In a recent conversation with my pastel students, I learned that one of them particularly loved a painting of mine that is in my own collection. Many artists keep a personal collection of works. For me, these are the ones that fall into one or more of the following categories: 1) I painted it under the supervision of another artist in a course or workshop, and it is therefore ineligible to be shown in juried shows;
2) it represents a breakthrough in technique or approach for me, and I want to keep a memento of the lesson learned;
3) it is of a scene that has a significance to me (such as the small stream that crosses a corner of a road near my former house--when I reached that spot, I knew I was almost home);
4) I simply love it too much to part with it--or someone in my family does!
Buttercup Meadow (19" x 18.5"), pictured below, represents a breakthrough for me in the painting of various shades of green. Recalling Richard McKinley's admonition that "purple is green's friend", I underpainted the whole scene in various values of purple, both blue purples and intense red-violets. The resulting underpainting was pretty bright and a bit scary, but I gulped and started applying the many greens in this scene of spring by a meandering stream. I was delighted to find that, indeed, the purples provided a great foundation for the various greens, giving them weight and variety. I allowed quite a bit of them to show through the scumbled greens, and in the forground grassy area, they gave the impression of textured foliage and perhaps tiny flowers--exactly the effect I was seeking. I was very pleased with the resulting painting, and when my husband (my best critic and fan) said it was the best work I'd done so far, I knew it was a keeper. Buttercup Meadow, obviously, fits into category 2 above, and it's unlikely I'll ever sell it.

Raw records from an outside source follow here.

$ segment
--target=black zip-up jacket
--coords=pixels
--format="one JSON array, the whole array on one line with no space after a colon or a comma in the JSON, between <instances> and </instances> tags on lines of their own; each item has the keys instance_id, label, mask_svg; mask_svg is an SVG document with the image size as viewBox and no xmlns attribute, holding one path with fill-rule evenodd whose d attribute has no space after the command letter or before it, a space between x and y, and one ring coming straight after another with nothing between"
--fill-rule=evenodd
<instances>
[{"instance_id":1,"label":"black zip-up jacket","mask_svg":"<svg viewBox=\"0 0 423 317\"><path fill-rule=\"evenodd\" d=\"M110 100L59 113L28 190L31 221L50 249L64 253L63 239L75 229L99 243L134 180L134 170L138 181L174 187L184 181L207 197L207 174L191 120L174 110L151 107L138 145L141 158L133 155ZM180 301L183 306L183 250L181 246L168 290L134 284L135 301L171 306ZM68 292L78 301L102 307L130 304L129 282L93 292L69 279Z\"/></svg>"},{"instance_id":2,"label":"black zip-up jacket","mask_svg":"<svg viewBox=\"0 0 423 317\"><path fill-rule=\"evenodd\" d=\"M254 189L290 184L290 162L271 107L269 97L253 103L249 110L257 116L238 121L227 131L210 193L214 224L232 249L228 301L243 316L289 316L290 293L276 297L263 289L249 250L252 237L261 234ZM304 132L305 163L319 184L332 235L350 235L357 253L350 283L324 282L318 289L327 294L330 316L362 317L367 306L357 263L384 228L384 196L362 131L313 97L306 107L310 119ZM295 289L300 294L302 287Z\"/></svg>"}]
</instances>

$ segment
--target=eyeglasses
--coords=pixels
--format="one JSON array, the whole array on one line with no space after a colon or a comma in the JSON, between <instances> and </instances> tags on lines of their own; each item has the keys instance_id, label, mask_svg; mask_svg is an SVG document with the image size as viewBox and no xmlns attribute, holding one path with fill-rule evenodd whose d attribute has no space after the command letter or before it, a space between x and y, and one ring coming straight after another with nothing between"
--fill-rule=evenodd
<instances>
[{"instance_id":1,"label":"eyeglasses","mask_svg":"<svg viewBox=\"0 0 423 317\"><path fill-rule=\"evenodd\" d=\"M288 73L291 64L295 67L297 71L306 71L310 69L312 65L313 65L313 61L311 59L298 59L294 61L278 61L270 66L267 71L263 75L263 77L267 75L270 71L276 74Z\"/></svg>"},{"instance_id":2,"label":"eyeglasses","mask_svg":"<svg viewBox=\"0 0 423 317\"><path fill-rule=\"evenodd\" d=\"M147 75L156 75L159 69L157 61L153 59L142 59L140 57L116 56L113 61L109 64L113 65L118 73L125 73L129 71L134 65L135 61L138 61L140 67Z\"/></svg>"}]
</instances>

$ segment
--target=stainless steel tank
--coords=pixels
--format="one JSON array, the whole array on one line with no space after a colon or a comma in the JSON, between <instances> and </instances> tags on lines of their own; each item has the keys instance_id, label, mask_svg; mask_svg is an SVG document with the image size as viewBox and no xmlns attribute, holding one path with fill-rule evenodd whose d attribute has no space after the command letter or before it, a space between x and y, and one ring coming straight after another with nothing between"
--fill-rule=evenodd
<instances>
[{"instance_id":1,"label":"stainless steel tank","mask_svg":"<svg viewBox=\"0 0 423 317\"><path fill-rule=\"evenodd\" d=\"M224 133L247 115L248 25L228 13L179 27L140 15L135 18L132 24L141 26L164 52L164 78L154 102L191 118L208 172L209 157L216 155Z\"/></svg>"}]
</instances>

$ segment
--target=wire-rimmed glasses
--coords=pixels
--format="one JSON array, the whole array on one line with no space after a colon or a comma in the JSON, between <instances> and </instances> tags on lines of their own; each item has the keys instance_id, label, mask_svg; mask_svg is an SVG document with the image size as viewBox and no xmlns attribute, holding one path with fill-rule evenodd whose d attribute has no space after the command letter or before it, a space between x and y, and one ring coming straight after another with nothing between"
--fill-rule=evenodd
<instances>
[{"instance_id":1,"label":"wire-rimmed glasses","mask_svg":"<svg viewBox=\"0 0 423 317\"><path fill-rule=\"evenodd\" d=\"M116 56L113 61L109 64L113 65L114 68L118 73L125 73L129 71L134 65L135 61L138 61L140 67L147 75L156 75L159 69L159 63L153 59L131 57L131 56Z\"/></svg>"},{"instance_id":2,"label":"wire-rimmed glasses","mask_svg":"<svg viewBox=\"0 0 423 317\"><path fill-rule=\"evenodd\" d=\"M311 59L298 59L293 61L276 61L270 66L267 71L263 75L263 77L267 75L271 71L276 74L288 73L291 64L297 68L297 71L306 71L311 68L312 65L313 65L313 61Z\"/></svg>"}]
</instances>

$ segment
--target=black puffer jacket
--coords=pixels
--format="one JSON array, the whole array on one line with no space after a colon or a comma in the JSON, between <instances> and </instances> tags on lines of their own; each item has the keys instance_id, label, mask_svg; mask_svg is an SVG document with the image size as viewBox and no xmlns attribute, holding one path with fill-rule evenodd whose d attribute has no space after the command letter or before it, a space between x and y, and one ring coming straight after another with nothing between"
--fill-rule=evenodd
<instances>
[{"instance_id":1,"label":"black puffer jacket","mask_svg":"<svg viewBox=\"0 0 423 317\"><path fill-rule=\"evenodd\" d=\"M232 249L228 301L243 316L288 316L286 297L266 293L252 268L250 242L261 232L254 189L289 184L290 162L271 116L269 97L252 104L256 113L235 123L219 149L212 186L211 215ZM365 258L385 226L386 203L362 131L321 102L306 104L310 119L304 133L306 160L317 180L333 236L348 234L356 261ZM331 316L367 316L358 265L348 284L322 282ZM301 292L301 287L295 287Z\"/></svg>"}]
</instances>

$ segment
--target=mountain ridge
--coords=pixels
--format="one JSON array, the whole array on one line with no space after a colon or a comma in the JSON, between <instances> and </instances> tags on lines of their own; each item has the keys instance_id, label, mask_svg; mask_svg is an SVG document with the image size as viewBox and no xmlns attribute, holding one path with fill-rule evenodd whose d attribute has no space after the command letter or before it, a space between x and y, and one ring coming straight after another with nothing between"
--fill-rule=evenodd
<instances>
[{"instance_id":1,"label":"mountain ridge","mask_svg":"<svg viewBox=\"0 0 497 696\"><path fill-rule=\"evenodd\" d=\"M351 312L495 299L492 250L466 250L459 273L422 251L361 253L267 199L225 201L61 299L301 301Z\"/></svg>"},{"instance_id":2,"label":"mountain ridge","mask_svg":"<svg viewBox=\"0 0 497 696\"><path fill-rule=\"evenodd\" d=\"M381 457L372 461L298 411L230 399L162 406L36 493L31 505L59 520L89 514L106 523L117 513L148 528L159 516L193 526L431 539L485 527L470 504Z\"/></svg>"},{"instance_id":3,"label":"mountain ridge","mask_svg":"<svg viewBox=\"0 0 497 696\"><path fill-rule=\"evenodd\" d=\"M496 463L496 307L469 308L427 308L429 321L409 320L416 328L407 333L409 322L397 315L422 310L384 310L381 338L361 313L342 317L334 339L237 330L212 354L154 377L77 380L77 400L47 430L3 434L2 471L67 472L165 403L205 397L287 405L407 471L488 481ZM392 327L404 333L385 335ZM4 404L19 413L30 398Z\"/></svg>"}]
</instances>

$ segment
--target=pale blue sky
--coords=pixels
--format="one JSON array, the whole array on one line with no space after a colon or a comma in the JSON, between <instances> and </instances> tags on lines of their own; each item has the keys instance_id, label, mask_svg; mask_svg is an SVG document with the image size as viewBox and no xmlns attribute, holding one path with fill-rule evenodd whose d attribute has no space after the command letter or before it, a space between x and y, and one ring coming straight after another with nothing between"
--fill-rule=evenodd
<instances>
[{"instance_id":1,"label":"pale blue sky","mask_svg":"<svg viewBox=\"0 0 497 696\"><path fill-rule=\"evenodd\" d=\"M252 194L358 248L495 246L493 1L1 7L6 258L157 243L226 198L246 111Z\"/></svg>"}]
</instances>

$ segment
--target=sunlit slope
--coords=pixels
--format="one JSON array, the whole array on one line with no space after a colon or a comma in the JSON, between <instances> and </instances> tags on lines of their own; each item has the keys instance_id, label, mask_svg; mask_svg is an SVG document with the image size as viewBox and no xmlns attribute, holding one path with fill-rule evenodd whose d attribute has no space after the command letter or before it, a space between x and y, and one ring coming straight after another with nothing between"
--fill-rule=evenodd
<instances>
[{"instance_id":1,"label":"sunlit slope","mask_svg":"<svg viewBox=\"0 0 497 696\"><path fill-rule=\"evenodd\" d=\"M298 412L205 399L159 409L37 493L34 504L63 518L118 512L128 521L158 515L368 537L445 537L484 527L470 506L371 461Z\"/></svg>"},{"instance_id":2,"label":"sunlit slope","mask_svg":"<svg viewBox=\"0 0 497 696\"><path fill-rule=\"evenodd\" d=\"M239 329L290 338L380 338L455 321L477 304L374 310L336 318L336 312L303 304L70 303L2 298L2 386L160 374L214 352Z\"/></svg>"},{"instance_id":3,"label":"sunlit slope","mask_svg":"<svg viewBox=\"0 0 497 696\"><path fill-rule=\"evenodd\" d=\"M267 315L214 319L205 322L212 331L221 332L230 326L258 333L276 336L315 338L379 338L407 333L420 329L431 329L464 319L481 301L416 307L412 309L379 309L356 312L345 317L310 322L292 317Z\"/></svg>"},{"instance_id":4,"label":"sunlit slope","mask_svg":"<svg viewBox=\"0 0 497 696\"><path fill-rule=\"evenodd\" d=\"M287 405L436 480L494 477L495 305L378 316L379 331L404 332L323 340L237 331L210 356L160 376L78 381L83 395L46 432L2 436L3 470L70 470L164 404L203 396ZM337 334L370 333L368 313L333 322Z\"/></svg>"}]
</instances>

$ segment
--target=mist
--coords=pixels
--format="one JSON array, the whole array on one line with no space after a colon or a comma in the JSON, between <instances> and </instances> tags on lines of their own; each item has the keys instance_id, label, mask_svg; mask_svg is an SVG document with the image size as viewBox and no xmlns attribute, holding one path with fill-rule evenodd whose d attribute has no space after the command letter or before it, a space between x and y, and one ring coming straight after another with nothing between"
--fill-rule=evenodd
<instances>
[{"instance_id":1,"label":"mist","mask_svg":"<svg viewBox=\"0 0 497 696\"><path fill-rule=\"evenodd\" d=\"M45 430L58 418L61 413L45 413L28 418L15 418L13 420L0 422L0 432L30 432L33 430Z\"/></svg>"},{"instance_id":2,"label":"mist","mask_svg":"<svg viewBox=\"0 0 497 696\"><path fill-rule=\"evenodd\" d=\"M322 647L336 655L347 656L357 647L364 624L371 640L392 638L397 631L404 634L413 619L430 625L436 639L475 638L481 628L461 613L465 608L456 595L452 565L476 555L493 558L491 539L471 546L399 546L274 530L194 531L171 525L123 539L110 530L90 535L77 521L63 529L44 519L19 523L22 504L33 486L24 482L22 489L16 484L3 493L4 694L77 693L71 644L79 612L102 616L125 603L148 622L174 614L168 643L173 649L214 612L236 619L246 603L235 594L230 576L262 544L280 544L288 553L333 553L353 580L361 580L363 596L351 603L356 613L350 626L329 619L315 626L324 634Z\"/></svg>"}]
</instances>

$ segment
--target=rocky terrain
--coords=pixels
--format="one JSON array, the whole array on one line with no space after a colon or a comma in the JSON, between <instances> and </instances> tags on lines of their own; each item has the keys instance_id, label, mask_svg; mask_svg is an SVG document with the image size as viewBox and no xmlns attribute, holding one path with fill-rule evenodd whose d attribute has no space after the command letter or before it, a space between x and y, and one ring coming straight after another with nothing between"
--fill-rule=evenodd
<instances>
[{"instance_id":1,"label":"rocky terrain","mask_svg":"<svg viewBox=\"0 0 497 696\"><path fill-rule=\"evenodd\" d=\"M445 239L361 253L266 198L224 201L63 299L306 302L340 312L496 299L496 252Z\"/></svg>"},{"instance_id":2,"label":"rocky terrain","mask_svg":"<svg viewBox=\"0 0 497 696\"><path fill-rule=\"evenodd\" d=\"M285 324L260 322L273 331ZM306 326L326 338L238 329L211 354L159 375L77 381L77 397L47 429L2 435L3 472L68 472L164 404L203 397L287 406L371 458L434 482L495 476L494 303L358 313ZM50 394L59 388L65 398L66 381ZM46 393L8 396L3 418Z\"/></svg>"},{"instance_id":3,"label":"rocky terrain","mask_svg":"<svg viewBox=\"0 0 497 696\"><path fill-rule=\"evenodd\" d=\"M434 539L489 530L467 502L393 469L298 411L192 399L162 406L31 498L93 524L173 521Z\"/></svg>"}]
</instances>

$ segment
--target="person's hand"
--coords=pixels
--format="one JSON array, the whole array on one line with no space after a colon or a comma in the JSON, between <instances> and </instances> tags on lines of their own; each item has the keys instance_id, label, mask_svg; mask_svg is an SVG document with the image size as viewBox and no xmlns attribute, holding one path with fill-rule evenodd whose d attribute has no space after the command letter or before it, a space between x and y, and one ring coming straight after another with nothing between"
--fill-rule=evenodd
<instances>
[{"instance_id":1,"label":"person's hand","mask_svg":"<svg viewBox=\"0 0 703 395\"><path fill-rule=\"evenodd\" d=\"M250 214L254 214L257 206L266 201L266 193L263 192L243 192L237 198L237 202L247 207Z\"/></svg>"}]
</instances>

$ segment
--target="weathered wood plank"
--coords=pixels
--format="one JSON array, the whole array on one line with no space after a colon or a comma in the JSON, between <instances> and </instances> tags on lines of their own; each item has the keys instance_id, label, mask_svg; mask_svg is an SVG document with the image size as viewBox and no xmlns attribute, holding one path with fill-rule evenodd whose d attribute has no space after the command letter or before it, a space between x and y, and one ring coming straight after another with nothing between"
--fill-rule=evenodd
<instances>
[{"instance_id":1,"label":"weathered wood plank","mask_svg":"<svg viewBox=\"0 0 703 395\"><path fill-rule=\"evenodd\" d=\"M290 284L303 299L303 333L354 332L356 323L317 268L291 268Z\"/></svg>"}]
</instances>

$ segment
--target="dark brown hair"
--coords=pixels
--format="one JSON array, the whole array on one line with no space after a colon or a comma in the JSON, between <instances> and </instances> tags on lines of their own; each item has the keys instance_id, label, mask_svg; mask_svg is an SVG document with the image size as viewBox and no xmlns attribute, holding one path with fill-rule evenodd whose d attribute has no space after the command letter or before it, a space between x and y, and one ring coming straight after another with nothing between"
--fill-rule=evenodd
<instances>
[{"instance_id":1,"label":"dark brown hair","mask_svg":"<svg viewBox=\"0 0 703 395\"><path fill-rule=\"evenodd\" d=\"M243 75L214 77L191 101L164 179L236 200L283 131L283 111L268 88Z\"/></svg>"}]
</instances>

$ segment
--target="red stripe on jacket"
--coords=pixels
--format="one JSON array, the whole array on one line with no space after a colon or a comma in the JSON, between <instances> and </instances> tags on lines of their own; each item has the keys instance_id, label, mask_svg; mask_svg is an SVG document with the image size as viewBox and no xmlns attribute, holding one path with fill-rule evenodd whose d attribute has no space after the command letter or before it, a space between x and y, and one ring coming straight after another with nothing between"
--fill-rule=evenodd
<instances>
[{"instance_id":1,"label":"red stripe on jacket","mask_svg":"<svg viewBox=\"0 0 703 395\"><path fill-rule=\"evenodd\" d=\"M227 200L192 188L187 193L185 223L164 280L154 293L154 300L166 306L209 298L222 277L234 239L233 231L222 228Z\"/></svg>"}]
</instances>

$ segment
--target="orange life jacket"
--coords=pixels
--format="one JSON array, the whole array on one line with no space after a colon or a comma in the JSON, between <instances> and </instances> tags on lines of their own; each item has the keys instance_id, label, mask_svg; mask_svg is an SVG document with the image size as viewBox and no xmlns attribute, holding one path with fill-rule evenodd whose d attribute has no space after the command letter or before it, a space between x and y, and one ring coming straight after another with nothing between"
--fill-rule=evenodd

When I heard that my student particularly liked this scene, however, I wondered if I could perhaps approach the scene again, but in a different format. The result, Spring by the Stream (13" x 13") is the result. The new painting is much smaller than the original, has a slightly different composition, and includes brighter and more flowers in the meadow. However, I painted it in the same way (with a purple underpainting), and I think it is equally successful. I'm not sure I'd make a habit of this--it's perhaps not a great idea to repeat myself and have many iterations of the same work--but in this instance, with an original work I don't intend to sell, and a person who really wanted one like it, I decided it would be ok to try it out. An interesting experience!